Here’s what seems to be the gist of the story: an American of Chinese descent, Cheng Ming, goes to Taiwan to do some sort of nebulous research on suicides and murders. He meets up with quite a cast of characters, both living and otherwise. There’s Sylvia, a young woman with prescient powers who may or may not be a ghost; besides doing fortunes, she kind of doubles as a financial advisor as she’s quite good with picking promising stocks. Then there’s Fatty, an obese filmmaker wannabe who’s waiting to get to America via a vanished brother-in-law. And Wang, a “tang-ki” – who is sort of a shaman-minor-god-conduit to the netherworld.
Those are the three Cheng Ming actually has contact with. Then there’s K., a serial rapist-killer with whom ghostly (or not) Sylvia may or may not have been in a failed (… or not) double suicide pact. The entire island is obsessed with the criminal, waiting for him to strike again. Offensively enough, he’s quite the ladies’ man, as well. And the mysterious Chuan Tian-yi, who may or may not have survived a double suicide pact (sounding redundant here), who may or may not have run off to California, and made apocryphal films with real corpses, who may or may have been reincarnated as an ex-student-now-mountain-hermit.

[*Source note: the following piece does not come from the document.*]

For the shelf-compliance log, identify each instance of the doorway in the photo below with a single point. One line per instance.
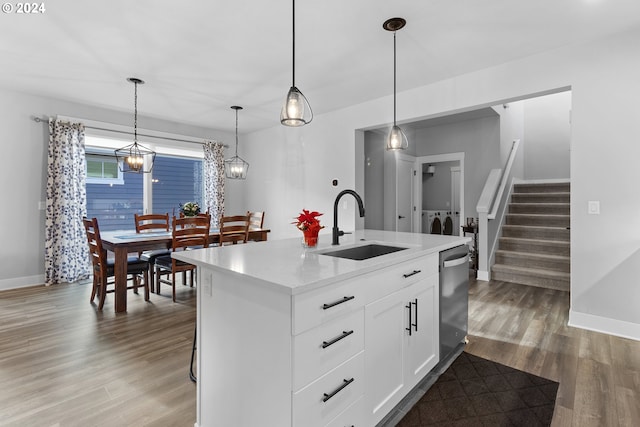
(439, 193)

And if that’s not enough, there are all sorts of random suicides, monks with strange tales, spirits and ghosts (blue ones, even!) that keep popping up on almost every page. The frequency of Cheng Ming’s encounters seem to be linked to his eyesight – or lack thereof. His contacts start giving him trouble, he loses one and goes around one-eyed and, amazingly enough, doesn’t pull out his glasses until two-thirds through the novel. It’s hard to imagine that Lu could possibly be using such obvious, overused imagery: the less Cheng Ming can see of the real world, he can see of the not-real world, and eventually reality and the netherworld get all so blurred he doesn’t know where he is.
Whatever Lu’s intention, Hell Screens doesn’t work. Cheng-Ming is a mindless wanderer in a mindless world. And in spite of all the death and destruction, there wasn’t a single shiver down the spine. Just eyes glazed over in utter boredom.